Kirchen, Friedhofsverwalter und Bestatter beobachten zwei gegenläufige Trends: auf der einen Seite immer mehr anonyme, kostengünstige Rasengrabstellen, auf der anderen Seite zunehmend persönlich gestaltete Grabmale. Einerseits bieten Discountbestatter Einfachbeerdigungen. Andererseits wollen immer mehr Hinterbliebene den Sarg des Verstorbenen bemalen, seine Lieblingsmusik bei der Trauerfeier oder eine besonders persönliche Trauerrede hören.
Friedhofspflicht und Sargzwang verlieren an Bedeutung
„Traditionen, Konventionen und religiöse und familiäre Bindungen verlieren an Bedeutung“, so fasst es der Vorstand der Verbraucherinitiative Bestattungskultur Aeternitas, Christoph Keldenich, zusammen. „Mobilität und Vielfalt der Lebensentwürfe nehmen zu“. Das hat Auswirkungen auf Tod und Sterben.

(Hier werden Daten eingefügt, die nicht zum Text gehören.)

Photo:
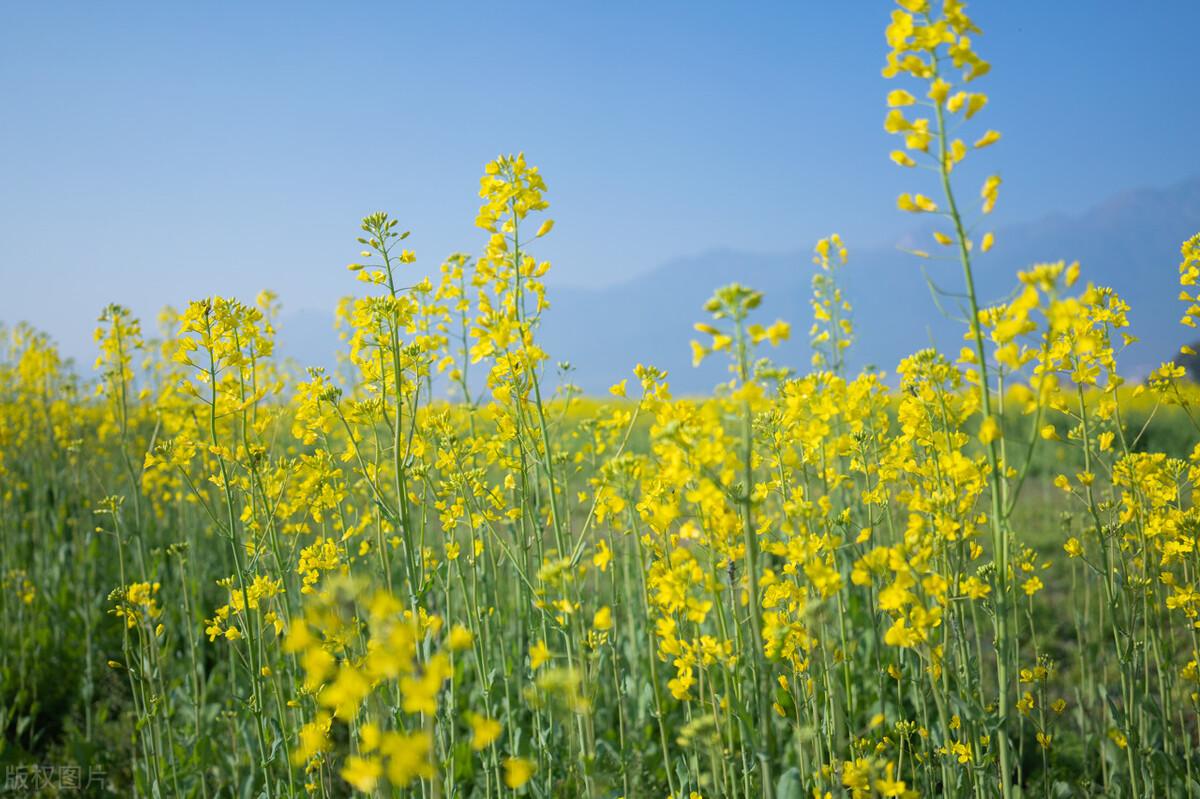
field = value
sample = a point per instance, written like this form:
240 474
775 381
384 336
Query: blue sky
157 151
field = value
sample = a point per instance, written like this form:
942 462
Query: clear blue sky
157 151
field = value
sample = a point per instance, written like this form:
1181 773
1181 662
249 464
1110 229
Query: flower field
439 571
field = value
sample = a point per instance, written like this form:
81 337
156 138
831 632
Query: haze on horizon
154 154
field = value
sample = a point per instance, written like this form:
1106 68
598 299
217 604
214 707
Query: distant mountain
1129 241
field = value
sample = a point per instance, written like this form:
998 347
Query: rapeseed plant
807 583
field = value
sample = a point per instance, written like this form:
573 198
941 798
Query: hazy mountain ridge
1129 241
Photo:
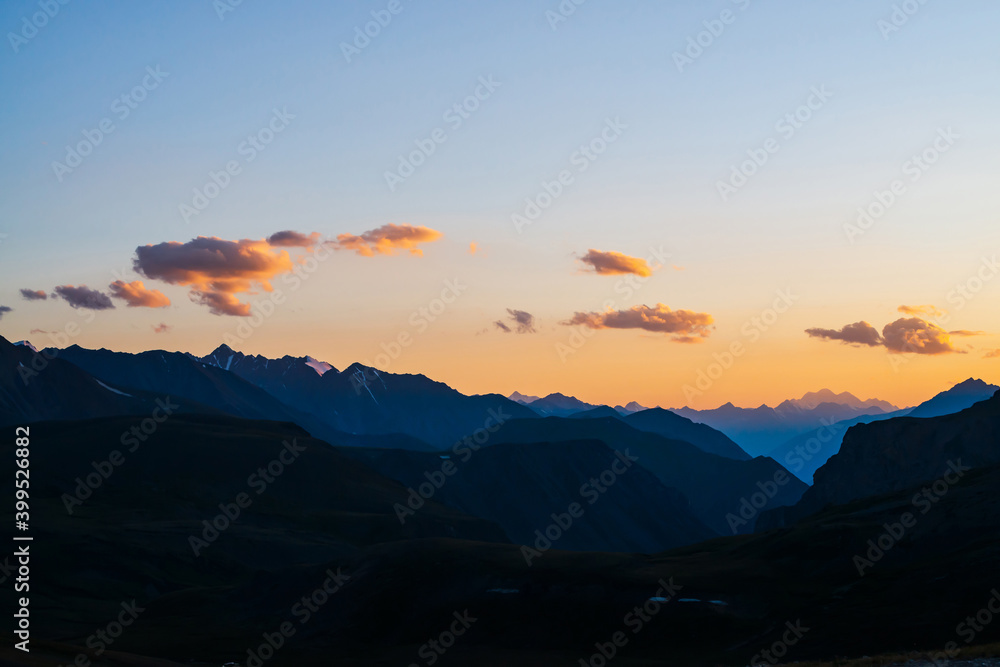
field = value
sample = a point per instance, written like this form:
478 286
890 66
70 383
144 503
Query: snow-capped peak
320 367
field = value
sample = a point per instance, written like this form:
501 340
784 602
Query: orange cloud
930 311
290 239
83 297
859 333
137 296
615 263
912 334
34 295
388 239
215 269
905 335
686 326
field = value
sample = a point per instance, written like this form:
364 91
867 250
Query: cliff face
898 454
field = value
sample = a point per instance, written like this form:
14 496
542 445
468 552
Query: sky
678 203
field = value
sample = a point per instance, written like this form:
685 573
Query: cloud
137 296
521 322
930 311
215 269
684 325
84 297
388 239
912 334
859 333
34 295
290 239
615 263
905 335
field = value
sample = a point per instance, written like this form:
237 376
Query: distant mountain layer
714 485
759 430
806 452
896 454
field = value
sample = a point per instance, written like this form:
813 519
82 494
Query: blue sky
656 186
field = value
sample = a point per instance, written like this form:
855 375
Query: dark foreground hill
323 534
717 487
899 453
622 506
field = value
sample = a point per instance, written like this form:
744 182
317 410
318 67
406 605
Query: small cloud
684 326
84 297
918 336
34 295
521 322
290 239
137 296
388 239
215 270
615 264
859 333
905 335
930 311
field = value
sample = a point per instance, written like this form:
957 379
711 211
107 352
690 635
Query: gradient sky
655 187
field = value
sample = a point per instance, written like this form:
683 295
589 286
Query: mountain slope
519 487
958 398
365 401
714 485
888 456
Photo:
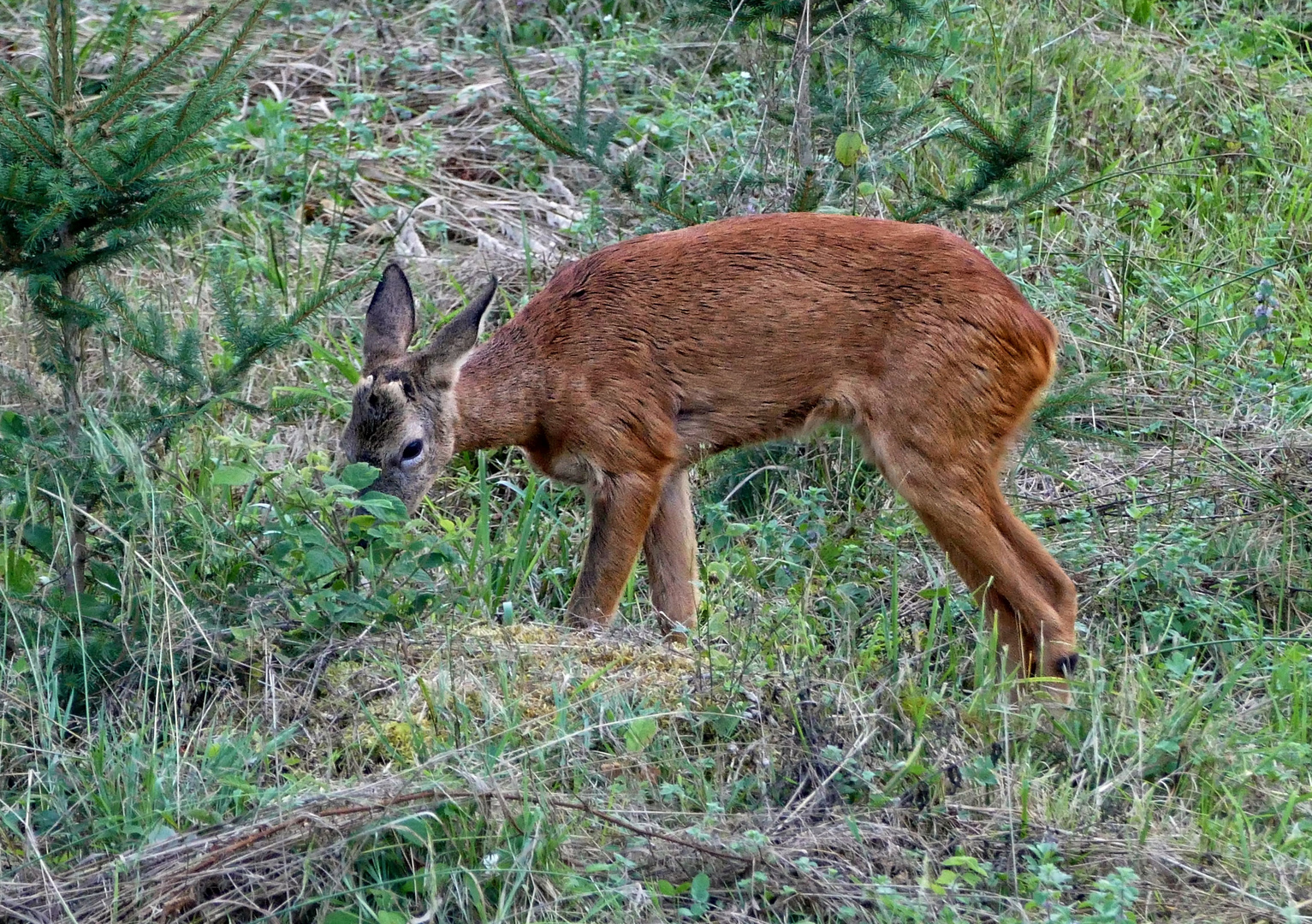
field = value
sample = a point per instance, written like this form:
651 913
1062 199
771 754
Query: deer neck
497 392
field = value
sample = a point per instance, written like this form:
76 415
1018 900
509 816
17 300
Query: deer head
403 417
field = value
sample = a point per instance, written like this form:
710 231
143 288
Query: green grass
834 743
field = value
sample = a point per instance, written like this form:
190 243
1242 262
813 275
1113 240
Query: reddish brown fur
647 355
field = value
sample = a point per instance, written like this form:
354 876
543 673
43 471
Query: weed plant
276 699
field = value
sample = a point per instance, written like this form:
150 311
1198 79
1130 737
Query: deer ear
390 320
460 333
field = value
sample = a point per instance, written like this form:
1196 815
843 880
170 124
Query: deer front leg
669 548
622 509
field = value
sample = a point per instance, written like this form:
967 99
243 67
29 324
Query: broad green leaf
359 475
233 476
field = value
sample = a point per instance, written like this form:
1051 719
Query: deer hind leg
622 507
1030 598
669 548
1030 595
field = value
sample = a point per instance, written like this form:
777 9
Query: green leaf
849 148
384 506
639 733
359 475
39 537
701 890
233 476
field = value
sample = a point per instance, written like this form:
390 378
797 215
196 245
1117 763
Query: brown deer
651 354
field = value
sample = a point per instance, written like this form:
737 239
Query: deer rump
651 354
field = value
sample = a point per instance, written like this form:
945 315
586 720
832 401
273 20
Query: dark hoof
1067 665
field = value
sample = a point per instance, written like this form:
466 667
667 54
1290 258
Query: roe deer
651 354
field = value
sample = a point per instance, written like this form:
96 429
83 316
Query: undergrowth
280 700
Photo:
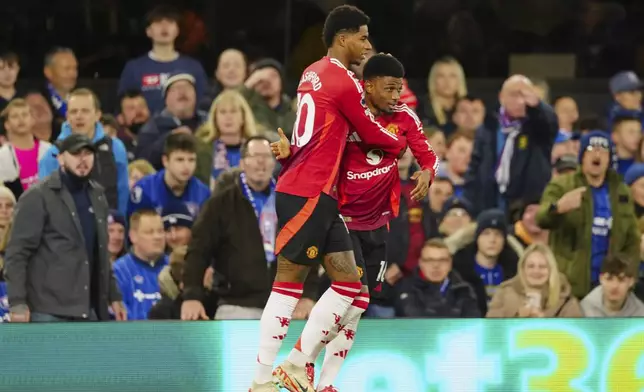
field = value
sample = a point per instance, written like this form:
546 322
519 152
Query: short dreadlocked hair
380 65
345 18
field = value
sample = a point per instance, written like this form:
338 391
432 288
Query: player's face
149 237
177 236
163 31
19 121
384 92
358 45
79 164
181 165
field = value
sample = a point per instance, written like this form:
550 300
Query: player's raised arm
371 133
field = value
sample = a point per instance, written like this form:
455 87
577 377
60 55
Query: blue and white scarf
266 215
59 103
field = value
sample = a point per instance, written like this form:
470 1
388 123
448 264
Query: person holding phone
538 290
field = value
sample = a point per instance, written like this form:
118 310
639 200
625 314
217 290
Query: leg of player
287 290
326 314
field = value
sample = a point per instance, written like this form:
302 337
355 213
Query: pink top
28 162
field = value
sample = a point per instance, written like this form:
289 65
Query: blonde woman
538 289
445 84
230 122
4 303
137 170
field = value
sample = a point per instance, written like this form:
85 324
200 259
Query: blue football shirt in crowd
138 281
491 277
149 75
151 192
602 223
4 303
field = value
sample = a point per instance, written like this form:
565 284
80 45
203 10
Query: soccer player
176 183
311 229
369 195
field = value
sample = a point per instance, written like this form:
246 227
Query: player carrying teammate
311 228
369 194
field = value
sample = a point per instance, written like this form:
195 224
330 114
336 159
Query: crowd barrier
557 355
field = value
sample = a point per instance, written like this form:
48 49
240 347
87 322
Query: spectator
137 272
243 252
61 223
469 113
83 112
175 183
230 123
526 230
538 290
7 205
149 72
9 69
116 235
277 111
179 116
134 114
567 113
42 114
490 260
511 161
177 222
613 297
138 169
634 178
435 289
459 151
627 135
626 88
61 73
4 301
20 155
564 165
437 139
446 84
589 214
171 288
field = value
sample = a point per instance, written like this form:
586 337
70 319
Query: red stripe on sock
288 285
293 294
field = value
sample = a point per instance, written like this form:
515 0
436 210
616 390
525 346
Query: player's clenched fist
571 200
282 148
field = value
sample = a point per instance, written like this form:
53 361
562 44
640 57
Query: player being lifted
369 195
311 228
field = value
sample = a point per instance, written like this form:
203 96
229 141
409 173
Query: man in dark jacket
435 290
57 265
511 156
243 252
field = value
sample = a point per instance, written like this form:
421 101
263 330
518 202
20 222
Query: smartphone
534 300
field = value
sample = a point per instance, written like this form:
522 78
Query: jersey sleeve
370 132
418 143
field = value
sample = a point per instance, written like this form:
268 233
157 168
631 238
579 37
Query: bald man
511 157
149 72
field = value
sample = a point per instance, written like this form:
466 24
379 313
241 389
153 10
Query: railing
389 356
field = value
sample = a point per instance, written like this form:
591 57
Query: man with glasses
589 214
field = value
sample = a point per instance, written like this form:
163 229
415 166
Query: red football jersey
330 99
369 190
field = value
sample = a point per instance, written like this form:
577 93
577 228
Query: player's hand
193 310
208 278
182 129
423 180
393 274
120 314
303 309
571 200
281 148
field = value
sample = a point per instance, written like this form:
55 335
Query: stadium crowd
535 211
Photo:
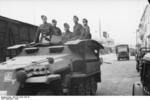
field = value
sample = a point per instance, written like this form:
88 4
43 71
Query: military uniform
78 32
66 36
44 33
87 34
57 31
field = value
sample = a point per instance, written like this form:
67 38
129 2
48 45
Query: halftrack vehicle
143 87
52 69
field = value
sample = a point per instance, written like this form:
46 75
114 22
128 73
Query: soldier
87 29
67 34
78 30
56 30
44 31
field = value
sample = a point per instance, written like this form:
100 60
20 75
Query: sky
120 18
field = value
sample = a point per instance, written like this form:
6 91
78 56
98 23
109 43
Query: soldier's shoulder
49 24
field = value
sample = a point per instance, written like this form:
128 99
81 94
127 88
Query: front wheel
93 86
137 89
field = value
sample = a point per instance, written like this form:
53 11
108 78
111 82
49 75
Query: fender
43 79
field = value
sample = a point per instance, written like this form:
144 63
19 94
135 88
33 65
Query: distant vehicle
143 87
122 52
52 69
132 52
140 54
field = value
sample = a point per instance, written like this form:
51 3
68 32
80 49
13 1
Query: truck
122 52
72 68
143 86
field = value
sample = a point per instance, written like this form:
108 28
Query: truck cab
122 52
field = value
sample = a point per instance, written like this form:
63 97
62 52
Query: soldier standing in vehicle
87 29
78 30
44 31
67 35
56 29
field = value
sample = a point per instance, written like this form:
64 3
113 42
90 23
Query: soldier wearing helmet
67 35
44 31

Solche Vielfalt war lange unmöglich: Friedhofspflicht und Sargzwang prägten die Bestattungskultur. Ausnahmen sind nur die Seebestattung und die Naturbestattung in einem Wald. Jedoch wird auch bei Baumbeisetzungen die Urne vom Bestatter an den ausgewiesenen Bestattungsort gebracht. Während andere europäische Länder inzwischen erlauben, die Asche von Verstorbenen auch daheim aufzubewahren, bleibt Deutschland streng. Lediglich Bremen erlaubt seit 2015, die Asche von Verstorbenen auf Privatgrundstücken und festgelegten öffentlichen Flächen zu verstreuen. Eine völlige Abschaffung des Friedhofszwangs bedeutet das nicht.